For hospitals and healthcare providers who were involved in a serious violation or where a large breach took place, there will most likely be a negative press and a mention in the HIPAA wall of shame. Even if the breach occurred because of a third-party vendor, the healthcare provider will be in the limelight.
Organizations that are found to violate HIPAA are required to overhaul their security programs and fix any damage to systems. Due to the HIPAA enforcement rule, organizations typically agree to enact further security standards as part of the settlement with HHS. In short, this means that organizations will need to improve their security systems, process, and manage the fallout from any data loss. All these implementations can be quite costly.

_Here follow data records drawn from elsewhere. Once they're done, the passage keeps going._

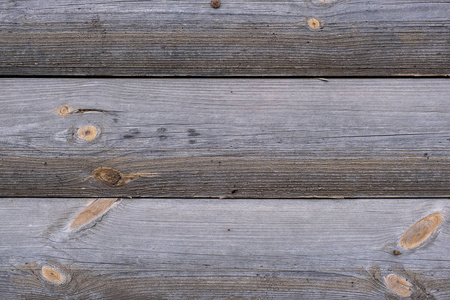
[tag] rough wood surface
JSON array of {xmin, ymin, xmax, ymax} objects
[
  {"xmin": 0, "ymin": 198, "xmax": 450, "ymax": 299},
  {"xmin": 0, "ymin": 79, "xmax": 450, "ymax": 198},
  {"xmin": 0, "ymin": 0, "xmax": 450, "ymax": 76}
]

This article is just a brief reminder for organizations that are failing to adequately meet HIPAA compliance requirements. As seen above, the consequences of violating HIPAA can be extremely grievous and it is high time for organizations to take HIPAA compliance more seriously. On a positive note, due to the advancement in software technologies, many healthcare organizations and business associates are streamlining their compliance efforts through HIPAA compliance management applications.
The benefits of using such applications are many. From risk assessments to training management, such software allows users to manage their compliance processes from a single centralized platform – all of which help save time and money. Since there are no official HIPAA certifications, organizations must put their best effort forward in addressing security issues before a HIPAA violation takes place.